Bachelor's Thesis in Computer Science: Privacy-Preserving Federated Learning Applied to Decentralized Data

Last update: Nov 30, 2022

Overview

federated is the source code for the Bachelor's Thesis

Privacy-Preserving Federated Learning Applied to Decentralized Data (Spring 2021, NTNU)

Federated learning (also known as collaborative learning) is a machine learning technique that trains an algorithm across multiple decentralized edge devices or servers holding local data samples, without exchanging them. In this project, the decentralized data is the MIT-BIH Arrhythmia Database.

Features
Initial Setup
Installation
Running experiments with federated
Analyzing experiments with federated
- TensorBoard
- Jupyter Notebook
Documentation
Tests
How to Contribute
Owners

Features

ML pipelines using centralized learning or federated learning.
Support for the following aggregation methods:
- Federated Stochastic Gradient Descent (FedSGD)
- Federated Averaging (FedAvg)
- Differentially-Private Federated Averaging (DP-FedAvg)
- Federated Averaging with Homomorphic Encryption
- Robust Federated Aggregation (RFA)
Support for the following models:
- A simple softmax regressor
- A feed-forward neural network (ANN)
- A convolutional neural network (CNN)
Model compression in federated learning.

Installation

Prerequisites

Python 3.8
make
Docker 20.10 (optional)

Initial Setup

1. Cloning federated

$ git clone https://github.com/dilawarm/federated.git
$ cd federated

2. Getting the Dataset

To download the MIT-BIH Arrhythmia Database dataset used in this project, go to https://www.kaggle.com/shayanfazeli/heartbeat and download the files

mitbih_train.csv
mitbih_test.csv

Then write:

mkdir data
mkdir data/mitbih

and move the downloaded data into the data/mitbih folder.
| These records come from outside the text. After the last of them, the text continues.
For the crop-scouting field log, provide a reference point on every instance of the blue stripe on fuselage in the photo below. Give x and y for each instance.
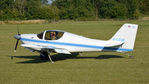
(76, 45)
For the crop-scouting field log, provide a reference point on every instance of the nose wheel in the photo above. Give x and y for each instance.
(45, 56)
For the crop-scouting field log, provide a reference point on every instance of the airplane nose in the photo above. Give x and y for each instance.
(17, 36)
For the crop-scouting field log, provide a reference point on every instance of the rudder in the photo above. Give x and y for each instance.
(127, 34)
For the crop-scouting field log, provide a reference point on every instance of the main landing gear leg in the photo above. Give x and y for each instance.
(50, 57)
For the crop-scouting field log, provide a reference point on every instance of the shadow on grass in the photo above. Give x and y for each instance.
(60, 57)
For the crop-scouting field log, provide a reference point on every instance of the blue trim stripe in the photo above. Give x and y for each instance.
(76, 45)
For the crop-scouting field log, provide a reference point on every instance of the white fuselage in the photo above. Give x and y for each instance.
(69, 41)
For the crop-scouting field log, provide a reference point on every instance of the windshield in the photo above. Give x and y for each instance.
(40, 35)
(53, 35)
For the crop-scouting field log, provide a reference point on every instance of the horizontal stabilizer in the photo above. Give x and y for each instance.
(114, 44)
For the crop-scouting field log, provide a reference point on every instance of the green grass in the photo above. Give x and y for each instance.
(91, 68)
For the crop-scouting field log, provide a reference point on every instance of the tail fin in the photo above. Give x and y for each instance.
(127, 34)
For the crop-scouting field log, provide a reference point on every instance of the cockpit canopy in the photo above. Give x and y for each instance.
(50, 35)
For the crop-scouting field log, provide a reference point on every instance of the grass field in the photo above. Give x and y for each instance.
(91, 68)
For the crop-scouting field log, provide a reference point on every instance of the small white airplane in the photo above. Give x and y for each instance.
(64, 42)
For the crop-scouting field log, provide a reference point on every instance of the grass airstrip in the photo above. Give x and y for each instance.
(90, 68)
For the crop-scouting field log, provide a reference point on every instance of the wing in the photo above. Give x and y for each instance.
(114, 44)
(40, 47)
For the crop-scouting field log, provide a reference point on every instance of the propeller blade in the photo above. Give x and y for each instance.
(18, 30)
(16, 45)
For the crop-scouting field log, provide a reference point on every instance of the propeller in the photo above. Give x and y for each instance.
(18, 36)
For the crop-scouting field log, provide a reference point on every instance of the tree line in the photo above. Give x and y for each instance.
(73, 9)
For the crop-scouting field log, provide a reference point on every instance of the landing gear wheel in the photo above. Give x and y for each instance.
(44, 56)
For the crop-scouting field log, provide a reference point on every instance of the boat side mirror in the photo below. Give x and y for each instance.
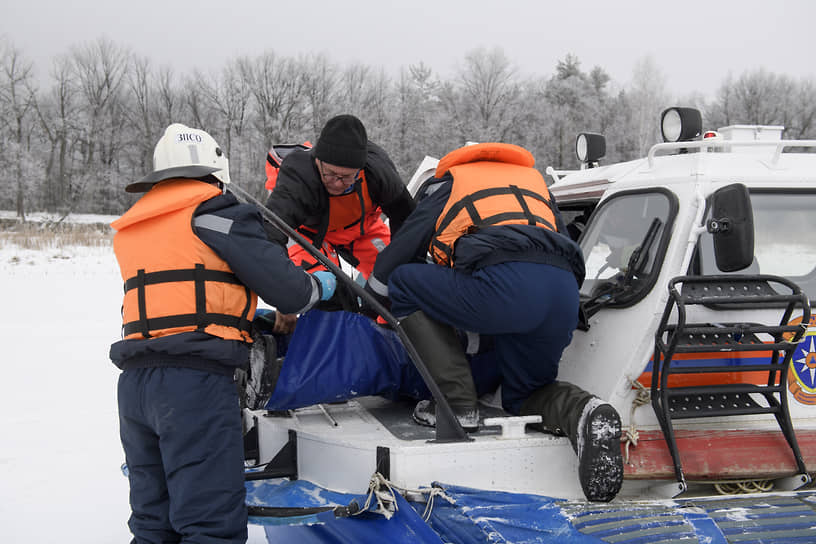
(731, 225)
Installing federated locally

1. Install the Python development environment

On Ubuntu:

$ sudo apt update
$ sudo apt install python3-dev python3-pip  # Python 3.8
$ sudo apt install build-essential          # make
$ sudo pip3 install --user --upgrade virtualenv

On macOS:

$ /usr/bin/ruby -e "$(curl -fsSL https://raw.githubusercontent.com/Homebrew/install/master/install)"
$ export PATH="/usr/local/bin:/usr/local/sbin:$PATH"
$ brew update
$ brew install python  # Python 3.8
$ brew install make    # make
$ sudo pip3 install --user --upgrade virtualenv

2. Create a virtual environment

$ virtualenv --python python3 "venv"
$ source "venv/bin/activate"
(venv) $ pip install --upgrade pip

3. Install the dependencies

(venv) $ make install

4. Test TensorFlow Federated

(venv) $ python -c "import tensorflow_federated as tff; print(tff.federated_computation(lambda: 'Hello World')())"
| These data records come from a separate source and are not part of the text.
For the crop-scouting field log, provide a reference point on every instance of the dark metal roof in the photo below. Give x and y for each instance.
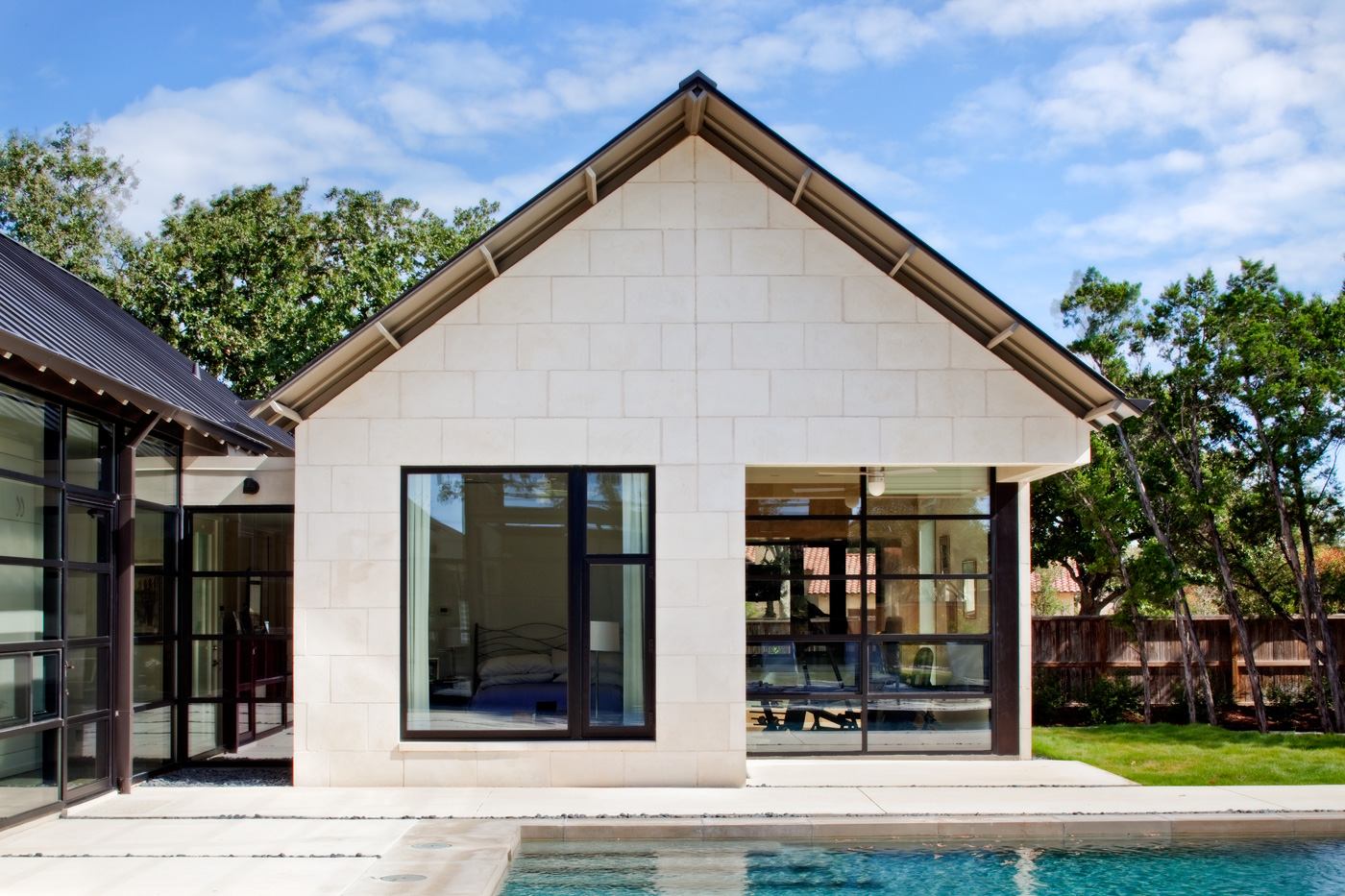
(50, 316)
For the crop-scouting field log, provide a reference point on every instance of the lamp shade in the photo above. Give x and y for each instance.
(605, 637)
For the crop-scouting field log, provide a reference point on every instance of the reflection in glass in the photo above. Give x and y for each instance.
(616, 644)
(803, 725)
(900, 667)
(86, 604)
(204, 729)
(30, 521)
(157, 472)
(932, 724)
(87, 452)
(930, 546)
(931, 607)
(15, 690)
(154, 673)
(89, 534)
(206, 673)
(86, 690)
(30, 771)
(934, 492)
(783, 492)
(800, 666)
(241, 604)
(242, 541)
(86, 754)
(30, 435)
(151, 739)
(487, 584)
(618, 513)
(31, 603)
Installing with Docker (optional)

Build and run image from Dockerfile

$ make docker

Running experiments with federated

federated has a client program, where one can initialize the different pipelines and train models with centralized or federated learning. To run this client program:

(venv) $ make help

This will display a list of options:

usage: python -m federated.main [-h] -l  -n  [-e] [-op] [-b] [-o] -m  [-lr]

Experimentation pipeline for federated 🚀

optional arguments:
  -b , --batch_size     The batch size. (default: 32)
  -e , --epochs         Number of global epochs. (default: 15)
  -h, --help            show this help message and exit
  -l , --learning_approach 
                        Learning apporach (centralized, federated). (default: None)
  -lr , --learning_rate 
                        Learning rate for server optimizer. (default: 1.0)
  -m , --model          The model to be trained with the learning approach (ann, softmax_regression, cnn). (default: None)
  -n , --experiment_name 
                        The name of the experiment. (default: None)
  -o , --output         Path to the output folder where the experiment is going to be saved. (default: history)
  -op , --optimizer     Server optimizer (adam, sgd). (default: sgd)

Here is an example on how to train a cnn model with federated learning for 10 global epochs using the SGD server-optimizer with a learning rate of 0.01:

(venv) $ python -m federated.main --learning_approach federated --model cnn --epochs 10 --optimizer sgd --learning_rate 0.01 --experiment_name experiment_name --output path/to/experiments

Running the command illustrated above, will display a list of input fields where one can fill in more information about the training configuration, such as aggregation method, if differential privacy should be used etc. Once all training configurations have been decided, the pipeline will be initialized. All logs and training configurations will be stored in the folder path/to/experiments/logdir/experiment_name.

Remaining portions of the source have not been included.